Jailed Saudi blogger Raif Badawi’s Quebec family hopes for imminent release

“It's very hard all these years without my father,” says Terad Raif Badawi, son of jailed Saudi blogger Raif Badawi, who's been imprisoned in Saudi Arabia since 2012. His family in Quebec now says his release is imminent. Alyssia Rubertucci reports.

By Alyssia Rubertucci

The Quebec family of Saudi blogger and father of three, Raif Badawi, says his release may be imminent, a decade after he was imprisoned in Saudi Arabia – sentenced to a 10-year prison term and 1,000 lashes in 2012 after being accused of promoting liberal views of Islam.

He was fined $340,000 and given the first 50 lashes in public in 2015, but was spared from the rest after international condemnation.

“My father lived like a nightmare,” says Tirad Raif Badawi, the human rights blogger’s 17-year-old son. “He does not have a possibility of doing anything in prison.

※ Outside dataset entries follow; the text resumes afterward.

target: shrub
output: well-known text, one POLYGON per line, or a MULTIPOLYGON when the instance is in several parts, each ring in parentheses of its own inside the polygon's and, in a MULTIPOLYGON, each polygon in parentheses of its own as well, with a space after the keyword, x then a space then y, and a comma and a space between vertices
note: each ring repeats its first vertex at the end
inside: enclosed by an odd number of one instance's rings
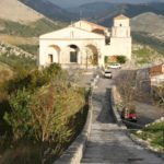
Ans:
POLYGON ((37 87, 50 82, 51 79, 56 78, 58 73, 60 74, 60 72, 61 67, 58 63, 52 63, 50 67, 43 70, 35 69, 28 71, 21 68, 17 70, 13 79, 7 84, 7 90, 9 93, 22 90, 23 87, 27 90, 36 90, 37 87))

He’s between four walls and he’s going to need to [get] out.”


 

Raif Badawi has been imprisoned in Saudi Arabi for over a decade. Sentenced to 1,000 lashes in 2012, after being accused of promoting liberal views of Islam. He was fined $340,000 and given the first 50 lashes in public in 2015, but was spared from the rest after international condemnation.


His official sentence was up on Feb. 28, but has been pushed to early March, meaning his release could be imminent.

Irwin Cotler, former Minister of Justice and Attorney General of Canada from 2003 to 2006 and the International Chair of the Raoul Wallenberg Centre for Human Rights, has been the international legal counsel for Raif and his family for the last eight years.

“Our hope at this point is after having been in effect, unjustly imprisoned for ten years, he will now be permitted to be reunited with his wife and children who have been deprived of his presence now for ten years,” Cotler says.

“It’s very hard all these years without my father,” says Tirad. “They are the longest years of my life and I never thought in my mind we’re going to be apart, separated for this time.”

On Monday, the Bloc Quebecois bill asking the Canadian government to grant him citizenship was adopted in the House of Commons unanimously.

“To get a unanimous consent in both houses of the parliament, the Minister has the discretion to confer that citizenship, and we hope that will be forthcoming,” Cotler says.

“This is the next step we have to take, for him to come back here with us,” says Tirad.

Raif is now closer to reuniting with his family who live in Quebec’s Eastern Townships, in Sherbrooke, about 160 kilometers southeast of Montreal

Tirad says that can’t come fast enough.

“First thing I want to do, [is hug] and speak with him and go eat out,” he says.

But it’s up to the Saudi authorities whether they’ll waive the ten-year travel ban they imposed on Raif following his release.

“I would expect that Saudi Arabia would do this not only because it’s the just thing to do, but frankly, it’s in their self-interest to do so,” Cotler says. “In the last few days alone, they have been called upon by European parliamentarians, by senators and congress people from the U.S.”

Right now, Raif’s legal counsel and his family is prioritizing his release, with a facilitation to Canada, where the hope is he could officially become a citizen.

Tirad with a message to the Trudeau government: “please, it’s now the time to act for my father.”